This 1940 Packard One-Sixty Super-Eight Convertible Sedan is pure rolling opulence. In fact, if you wanted a more expensive Packard One-Sixty in its day, you had to buy a limousine. That's why it's a certified full classic by the CCCA. So it's terrific to find an example that appreciates its pre-war history while also continuing the smooth cruising style of an upper-class machine built to last generations.

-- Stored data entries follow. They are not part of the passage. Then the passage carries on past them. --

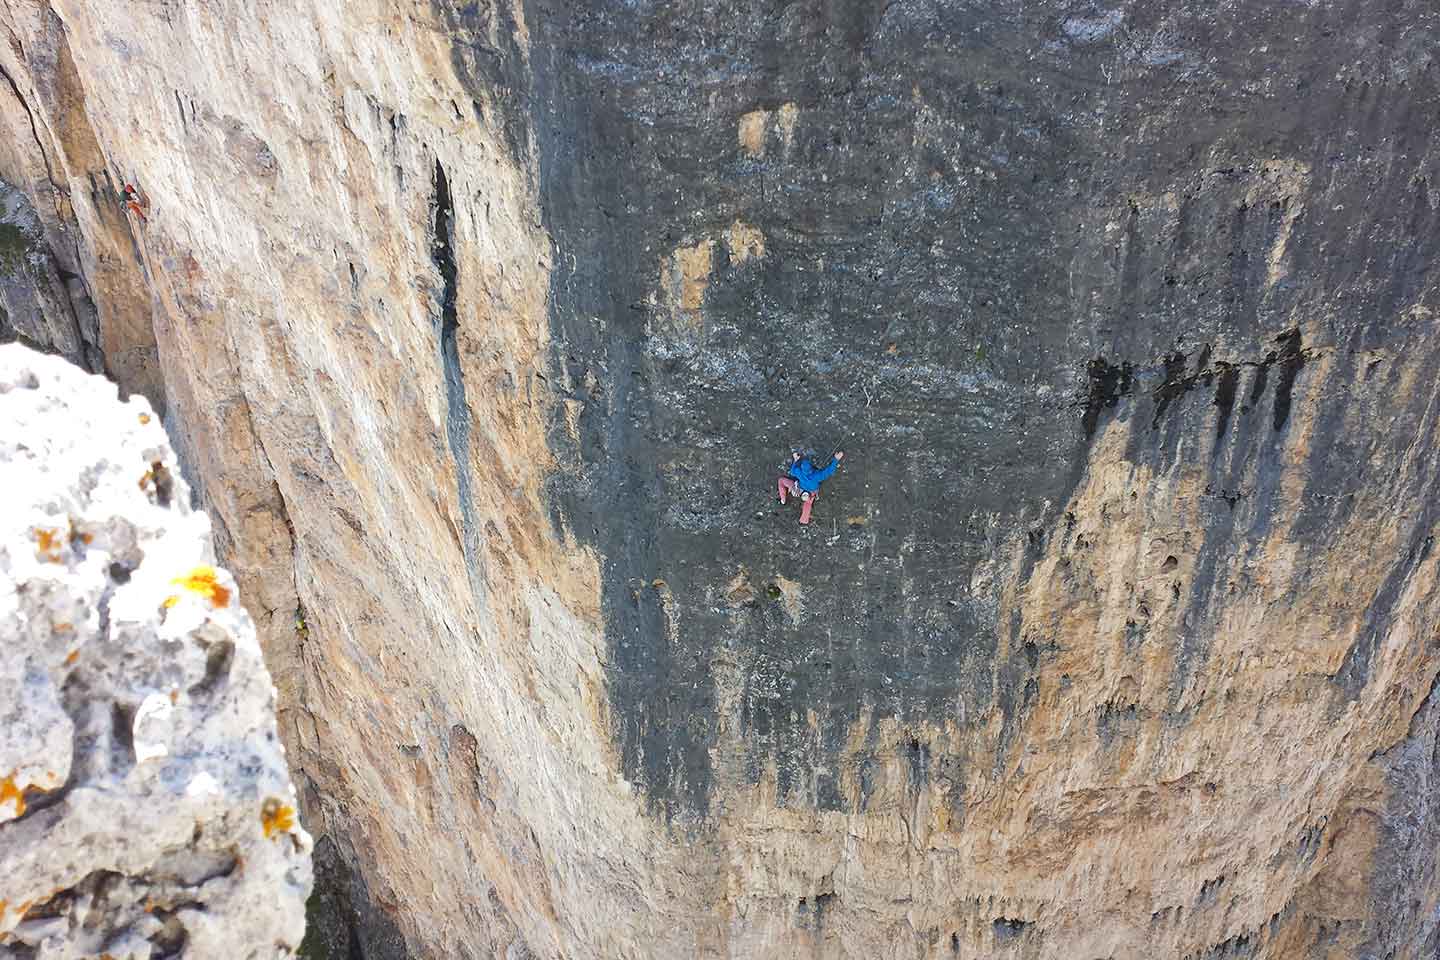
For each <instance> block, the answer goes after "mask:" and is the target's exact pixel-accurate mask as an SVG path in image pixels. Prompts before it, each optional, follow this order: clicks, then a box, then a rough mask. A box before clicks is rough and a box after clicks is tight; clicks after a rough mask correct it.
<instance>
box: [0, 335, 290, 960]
mask: <svg viewBox="0 0 1440 960" xmlns="http://www.w3.org/2000/svg"><path fill="white" fill-rule="evenodd" d="M0 420H3V422H4V425H6V430H4V436H3V438H0V488H3V489H4V491H7V497H9V498H10V502H7V504H6V508H4V511H3V512H0V638H4V643H3V646H0V954H3V956H6V957H56V959H59V957H95V956H109V957H115V959H117V960H120V959H122V957H168V956H189V957H288V956H294V951H295V950H297V948H298V947H300V943H301V934H302V933H304V930H305V913H304V908H305V897H307V894H308V892H310V879H311V875H310V836H308V835H307V833H305V830H304V829H302V828H301V826H300V823H298V822H297V815H295V806H297V799H295V790H294V787H292V786H291V782H289V774H288V771H287V769H285V751H284V748H282V747H281V743H279V737H278V735H276V730H275V688H274V687H272V685H271V679H269V674H268V672H266V671H265V664H264V661H262V659H261V649H259V643H258V642H256V639H255V626H253V623H252V622H251V617H249V615H246V612H245V609H243V607H242V606H240V603H239V597H238V596H236V592H235V581H233V580H232V579H230V576H229V574H228V573H225V571H223V570H217V569H216V567H213V566H212V564H213V556H212V548H210V537H209V521H207V518H206V517H204V514H203V512H197V511H194V510H193V508H192V507H190V489H189V485H187V484H186V482H184V478H183V476H181V475H180V469H179V465H177V463H176V458H174V452H173V450H171V449H170V445H168V443H167V442H166V439H164V432H163V430H161V429H160V422H158V419H157V417H154V416H153V413H151V409H150V404H148V403H145V402H144V400H141V399H132V400H130V402H128V403H124V404H122V403H118V402H117V400H115V386H114V384H111V383H108V381H105V380H104V379H101V377H91V376H85V374H84V373H81V371H79V370H76V368H75V367H72V366H71V364H68V363H65V361H63V360H59V358H55V357H43V356H40V354H36V353H33V351H30V350H26V348H23V347H16V345H7V347H0Z"/></svg>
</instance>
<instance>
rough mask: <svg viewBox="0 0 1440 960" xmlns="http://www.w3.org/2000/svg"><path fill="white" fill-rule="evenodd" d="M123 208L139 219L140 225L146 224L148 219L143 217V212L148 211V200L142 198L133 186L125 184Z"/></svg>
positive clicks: (146, 216) (130, 184)
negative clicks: (123, 204) (124, 196)
mask: <svg viewBox="0 0 1440 960" xmlns="http://www.w3.org/2000/svg"><path fill="white" fill-rule="evenodd" d="M125 207H127V209H128V210H130V212H131V213H134V214H135V216H137V217H140V222H141V223H148V222H150V217H147V216H145V210H148V209H150V200H148V199H145V197H143V196H141V194H140V191H138V190H135V187H134V184H128V183H127V184H125Z"/></svg>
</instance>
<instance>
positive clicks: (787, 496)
mask: <svg viewBox="0 0 1440 960" xmlns="http://www.w3.org/2000/svg"><path fill="white" fill-rule="evenodd" d="M842 459H845V452H844V450H835V456H832V458H831V459H829V463H827V465H825V466H821V468H816V466H815V465H814V463H811V462H809V459H808V458H805V459H802V458H801V455H799V453H791V469H789V472H788V474H786V475H785V476H782V478H780V502H782V504H783V502H785V498H786V497H793V495H795V494H799V498H801V522H802V524H808V522H809V511H811V507H814V505H815V501H816V499H819V485H821V484H824V482H825V481H828V479H829V478H831V475H832V474H834V472H835V471H837V469H840V462H841V461H842Z"/></svg>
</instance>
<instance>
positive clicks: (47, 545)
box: [35, 527, 65, 563]
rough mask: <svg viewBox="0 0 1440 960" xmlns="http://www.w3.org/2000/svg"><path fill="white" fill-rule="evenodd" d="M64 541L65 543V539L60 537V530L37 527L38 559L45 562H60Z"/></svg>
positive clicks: (61, 537)
mask: <svg viewBox="0 0 1440 960" xmlns="http://www.w3.org/2000/svg"><path fill="white" fill-rule="evenodd" d="M62 543H65V540H63V538H62V537H60V531H59V530H45V528H43V527H36V528H35V545H36V550H35V556H36V558H37V560H42V561H45V563H59V561H60V544H62Z"/></svg>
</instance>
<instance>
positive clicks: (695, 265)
mask: <svg viewBox="0 0 1440 960" xmlns="http://www.w3.org/2000/svg"><path fill="white" fill-rule="evenodd" d="M713 250H714V242H713V240H701V242H700V243H696V245H694V246H683V248H680V249H678V250H675V266H674V273H672V275H674V276H675V279H678V281H680V282H678V286H680V307H681V309H687V311H697V309H700V308H701V307H703V305H704V302H706V286H708V285H710V268H711V253H713Z"/></svg>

Packards of this era instantly commanded respect with the bright and tall grille. They are a first-class design with body lines that are artfully allowed to develop. Just look at the crease that begins like a harpoon at the hood and runs until it gently fades away at the rear - that's pure rolling sculpture. And the red pinstripe laid within this coordinates with the wheels for that delicate hint of elegance. This has all the beautiful details that you'll love, like the torpedo-like headlights, dual spare tires in the long flowing front fenders, bright chrome bumpers, correct two-piece wheel covers, and the Goddess of Speed leading the way. We love the paint on this one. It's said to be the factory-correct Miami Sand color. This was likely done about 40 years ago, and that's part of the true appeal. It has the kind of aged-in style that makes sure no one accuses this timeless classic of being nouveau riche, and some may even just assume it's original. After all, the bagging, luggage rack, trim, and folding roof also have the right look of clean originality. It's all about the look of a good collector where it's about maintaining and not fidgeting. In fact, we're told this came out of a long-term collection of a northeast surgeon and was purchased by another collector who doesn't currently have room to properly keep this sizable pre-war classic.
We love the look of this sedan convertible. It gives you the full body lines and windows you could get in a limo-like sedan, but the large folding top neatly folds back so that you can open this one up to the world for a proper grand touring experience. And the deep burgundy interior makes for a tasteful contrast against the creamy exterior paint. Just like the exterior, the style is about being well-kept but clearly vintage. You have excellent upholstery, plush carpeting, and a stylish symmetrical art deco style dash to make this all inviting. The amount of room in the back makes this one feel like a presidential parade car. And it's detailed with the fold-down armrest, proper convertible boot, and even a rear windscreen of a touch of dual cowl phaeton style.
The engine bay continues this car's attractive time capsule style. The 160-line received the top motor from Packard, and in fact, this 356 cubic-inch straight-eight was admired for being one of the most potent powerhouses on the market. This is a year-correct block, and the whole engine bay has a very preserved presentation - from the long green block to the decal on the air cleaners. So when something looks this authentic after 80+ years, you know you'll be showing it off to true enthusiasts. The motor has been treated with respect, and there's even a newer electric fuel pump, so it fires up eagerly. The inline motor has the inherent smoothness of a sewing machine, and the size gives it the torque of a locomotive. This desirable powerplant is mated to a column-shifted three-speed manual transmission, which means you get a great vintage feeling while maintaining complete control.
Complete with owner's manual, this is a long-established distinction with the look of long-term care. This Packard doesn't need to climb to the upper echelons of classic car high society, because it's already there.